Regard sur la formation du futur pilote de combat : sur terre ou en l'air, simulez !
Afin d’exploiter pleinement les aéronefs de combat de dernière génération (e.g., Rafale, A400M, MRTT, NH90) et d’être aptes à répondre au contrat opérationnel, les pilotes de combat doivent, aujourd’hui plus que jamais, s’appuyer sur des outils de formation adaptés, leur permettant d’acquérir les compétences nécessaires en un minimum de temps. Dans ce cadre, les moyens de simulation (au sol, en vol réel – « simulation embarquée ») sont présentés comme LA réponse à tous ces défis. Qu’en est-il réellement ? Cet article amènera un éclairage sur la plus-value et le périmètre d’utilisation de ces moyens de formation.
Préambule
Les contraintes budgétaires, les restructurations des bases aériennes et des escadrons, la restriction des espaces aériens dédiés à l’entraînement et le niveau d’engagement des Forces à travers le monde rendent la préparation des pilotes de combats de plus en plus difficile. En effet, cela réduit considérablement le nombre d’heures de vol sur avion de combat. De plus, les avions de combat de dernière génération sont plus complexes à maîtriser car leurs systèmes embarqués sont plus importants et le nombre de missions opérationnelles sont, elles aussi, plus variées. Ainsi, le temps de formation ne cesse de croître. Comment, dans ces conditions, est-il possible de former des pilotes hautement qualifiés, sensibilisés le plus tôt possible aux systèmes ultra-technologiques des avions d’armes de dernière génération, aptes à répondre au contrat opérationnel, en un minimum de temps, tout en maitrisant le coût, et en assurant la sécurité de tous ?
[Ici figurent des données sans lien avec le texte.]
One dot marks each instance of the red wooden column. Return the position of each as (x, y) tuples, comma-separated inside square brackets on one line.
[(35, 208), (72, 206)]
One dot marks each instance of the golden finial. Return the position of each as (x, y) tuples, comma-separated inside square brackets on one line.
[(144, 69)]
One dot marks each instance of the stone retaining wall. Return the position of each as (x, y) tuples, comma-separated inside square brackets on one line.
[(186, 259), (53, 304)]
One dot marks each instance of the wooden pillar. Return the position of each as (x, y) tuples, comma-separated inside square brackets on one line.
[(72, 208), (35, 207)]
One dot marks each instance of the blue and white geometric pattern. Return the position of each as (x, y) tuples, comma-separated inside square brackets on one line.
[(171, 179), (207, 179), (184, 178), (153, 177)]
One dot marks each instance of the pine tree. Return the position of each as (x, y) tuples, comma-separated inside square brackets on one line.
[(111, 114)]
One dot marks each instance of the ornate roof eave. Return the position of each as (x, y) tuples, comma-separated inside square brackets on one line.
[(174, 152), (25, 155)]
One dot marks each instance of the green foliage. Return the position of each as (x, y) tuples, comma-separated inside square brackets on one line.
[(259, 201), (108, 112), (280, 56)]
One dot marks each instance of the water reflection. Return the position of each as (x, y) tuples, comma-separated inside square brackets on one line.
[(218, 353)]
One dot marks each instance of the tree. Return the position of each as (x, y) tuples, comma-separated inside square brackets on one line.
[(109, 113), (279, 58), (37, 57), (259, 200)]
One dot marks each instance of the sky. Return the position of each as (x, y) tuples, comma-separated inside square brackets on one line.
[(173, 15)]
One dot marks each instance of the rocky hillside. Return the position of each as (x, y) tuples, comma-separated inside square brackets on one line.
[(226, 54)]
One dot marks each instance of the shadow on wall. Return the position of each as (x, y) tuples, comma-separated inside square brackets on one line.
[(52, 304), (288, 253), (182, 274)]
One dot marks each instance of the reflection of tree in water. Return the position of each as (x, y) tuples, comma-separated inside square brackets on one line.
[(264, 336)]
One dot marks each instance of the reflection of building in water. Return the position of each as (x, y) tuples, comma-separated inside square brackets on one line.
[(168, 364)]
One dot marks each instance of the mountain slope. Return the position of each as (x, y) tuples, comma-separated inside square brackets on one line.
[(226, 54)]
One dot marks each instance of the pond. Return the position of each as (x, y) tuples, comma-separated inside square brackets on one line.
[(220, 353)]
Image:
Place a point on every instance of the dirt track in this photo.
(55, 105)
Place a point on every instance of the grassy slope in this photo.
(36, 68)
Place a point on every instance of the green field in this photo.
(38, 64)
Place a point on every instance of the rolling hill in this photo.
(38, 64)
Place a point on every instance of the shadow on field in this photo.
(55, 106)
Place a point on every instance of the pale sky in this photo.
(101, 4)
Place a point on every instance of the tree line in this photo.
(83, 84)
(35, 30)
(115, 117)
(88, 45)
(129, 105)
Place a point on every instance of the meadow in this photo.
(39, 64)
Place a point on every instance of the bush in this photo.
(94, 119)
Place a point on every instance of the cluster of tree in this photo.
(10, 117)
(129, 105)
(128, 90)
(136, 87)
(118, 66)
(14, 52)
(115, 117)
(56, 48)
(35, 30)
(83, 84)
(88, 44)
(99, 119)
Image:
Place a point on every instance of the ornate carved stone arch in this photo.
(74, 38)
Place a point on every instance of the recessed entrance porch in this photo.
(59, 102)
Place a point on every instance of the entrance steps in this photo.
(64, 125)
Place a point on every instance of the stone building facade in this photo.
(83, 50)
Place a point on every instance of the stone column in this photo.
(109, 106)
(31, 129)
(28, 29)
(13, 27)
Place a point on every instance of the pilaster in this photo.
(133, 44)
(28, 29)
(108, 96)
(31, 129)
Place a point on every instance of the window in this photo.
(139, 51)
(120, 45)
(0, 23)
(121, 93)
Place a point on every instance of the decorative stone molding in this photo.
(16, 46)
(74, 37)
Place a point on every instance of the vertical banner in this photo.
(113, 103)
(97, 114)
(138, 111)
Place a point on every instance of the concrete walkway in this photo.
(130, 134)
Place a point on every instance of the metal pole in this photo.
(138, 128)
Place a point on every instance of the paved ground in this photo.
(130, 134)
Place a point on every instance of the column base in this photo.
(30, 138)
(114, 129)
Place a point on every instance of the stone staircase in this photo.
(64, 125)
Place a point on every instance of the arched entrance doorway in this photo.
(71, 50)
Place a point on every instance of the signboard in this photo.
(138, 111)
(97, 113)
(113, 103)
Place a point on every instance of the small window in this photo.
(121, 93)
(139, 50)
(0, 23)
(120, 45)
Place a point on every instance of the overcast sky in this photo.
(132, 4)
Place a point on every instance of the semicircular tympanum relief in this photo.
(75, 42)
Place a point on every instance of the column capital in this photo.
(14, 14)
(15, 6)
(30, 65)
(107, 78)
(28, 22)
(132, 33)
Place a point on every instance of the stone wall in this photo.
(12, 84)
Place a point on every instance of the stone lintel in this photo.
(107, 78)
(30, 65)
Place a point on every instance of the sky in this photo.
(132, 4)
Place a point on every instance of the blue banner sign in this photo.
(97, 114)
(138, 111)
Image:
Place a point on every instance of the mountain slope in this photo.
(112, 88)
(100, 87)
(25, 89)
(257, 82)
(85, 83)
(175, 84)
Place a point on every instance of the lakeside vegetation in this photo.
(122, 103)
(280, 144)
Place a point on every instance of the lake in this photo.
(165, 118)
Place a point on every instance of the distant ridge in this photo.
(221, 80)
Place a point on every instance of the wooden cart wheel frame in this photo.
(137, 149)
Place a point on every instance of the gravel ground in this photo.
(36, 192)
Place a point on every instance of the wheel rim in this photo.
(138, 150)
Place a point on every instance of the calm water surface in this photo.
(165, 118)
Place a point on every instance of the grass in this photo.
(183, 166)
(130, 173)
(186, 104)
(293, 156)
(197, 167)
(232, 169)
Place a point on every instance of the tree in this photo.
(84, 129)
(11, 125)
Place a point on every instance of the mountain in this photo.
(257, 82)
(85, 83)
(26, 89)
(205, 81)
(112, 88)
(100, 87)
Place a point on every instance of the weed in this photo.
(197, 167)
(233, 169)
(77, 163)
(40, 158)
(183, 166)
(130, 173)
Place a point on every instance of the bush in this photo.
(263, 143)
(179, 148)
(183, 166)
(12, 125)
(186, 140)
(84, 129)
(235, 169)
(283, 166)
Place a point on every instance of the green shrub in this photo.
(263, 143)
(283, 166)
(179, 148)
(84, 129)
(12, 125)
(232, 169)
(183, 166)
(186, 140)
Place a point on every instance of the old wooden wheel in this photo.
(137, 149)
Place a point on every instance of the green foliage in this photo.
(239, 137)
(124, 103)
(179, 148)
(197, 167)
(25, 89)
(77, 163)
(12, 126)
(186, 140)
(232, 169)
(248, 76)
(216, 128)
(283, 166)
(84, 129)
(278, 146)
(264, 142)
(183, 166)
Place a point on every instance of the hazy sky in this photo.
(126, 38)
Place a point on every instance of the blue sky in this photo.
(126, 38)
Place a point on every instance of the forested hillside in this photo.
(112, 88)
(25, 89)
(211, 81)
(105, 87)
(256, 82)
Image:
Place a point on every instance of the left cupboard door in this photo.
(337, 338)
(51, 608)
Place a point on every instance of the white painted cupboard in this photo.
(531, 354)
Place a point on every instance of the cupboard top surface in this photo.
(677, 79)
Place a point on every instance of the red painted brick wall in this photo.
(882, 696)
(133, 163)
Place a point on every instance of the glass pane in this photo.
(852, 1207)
En aéronautique, la réponse habituelle pour remédier au manque d’heure vol est la simulation au sol. Il peut paraître extravagant de rajouter « au sol » tellement cela semble évident. C’est pourtant une distinction nécessaire maintenant que les innovations technologiques permettent de faire de la simulation lors de vols réels ! Cette antinomie de façade se transforme très vite en cohérence et en un atout indéniable pour la formation actuelle et future des pilotes de combat. En effet, la simulation en vol réel permet de reproduire tout ou partie des fonctionnalités de l’avion de combat, mais à un coût de mise en œuvre bien moindre. Clairement, cela permettrait de se former en école de formation aux manœuvres et procédures tactiques qui sont habituellement exécutées en situations opérationnelles de combat. De plus, comme nous le verrons par la suite, la simulation embarquée en vol réel permet de s’affranchir de certaines limites de la simulation sol. Ainsi, ces outils de formations que sont la simulation de vol au sol et la simulation embarquée en vol réel apparaissent comme la panacée pour répondre à la limitation drastique du nombre d’heures de vol en avion de combat opérationnel. Bien entendu, cette dernière assertion n’est vraie qu’en partie. L’objectif de cet article est de montrer comment ces outils devraient être utilisés pour obtenir une réelle plus-value dans la formation aéronautique militaire.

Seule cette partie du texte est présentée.